Former prime minister Paul Keating is once again stirring up a storm with his outspoken views on architecture.

At a book launch in Melbourne yesterday the former Labor leader labelled Canberra “a great mistake” and said that Melbourne or Sydney should have been the nation’s capital.

“One can conduct a proper life [in Melbourne],” he said. “Going to Chinese restaurants in Manuka, it’s got limitations.”

Launching Building a Free Australia: Places of Democracy, a book detailing the places and people that played an important part in Australian political history, Keating condemned the “great conceit of modernism”.

But he also went on to grumble about the Victorian attitude to heritage, saying of the garden state’s architecture: “I used to call it Whorehouse Rococo or Bordello Baroque”.

The “heritage mafia” was creating a fiction by pretending that poorly designed buildings should become important “by sheer dint of age”, he said.

Has Keating said too much about architecture?

Melbourne’s Lord Mayor Robert Doyle responded to Keating’s claims, telling 3AW that “unlike the prime minister, I haven’t made a close inspection of the architecture of brothels”.

The Lord Mayor switched from defending Melbourne architecture to slating Sydney, calling the Harbour Bridge an “ugly water crossing”.

Keating was joined by another former prime minister Malcolm Fraser who also chipped in to describe Canberra’s Parliament House as “grand beyond belief”. The building divided politicians from the public they are meant to serve, he said.

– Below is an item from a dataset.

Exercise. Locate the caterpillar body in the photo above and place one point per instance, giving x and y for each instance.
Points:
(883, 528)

The book, by acclaimed historian John Hirst and published by the Australian Heritage Council, looks at both the obvious and unconventional sites of political history. The study takes in houses of parliament, Sydney’s Court House, Hobart’s Government House, Melbourne’s Royal Exhibition Building and the site of Henry Parkes’ Federation speech, the Tenterfield’s School of Arts, as well as lesser known places like pubs, hotels, theatres and public parks.

Historical sites from each state and territory are featured, along with stories and images celebrating the role these places played in Australia’s democracy. Six of the ‘places of democracy’ are included in Australia’s National Heritage List due to their outstanding value to the nation.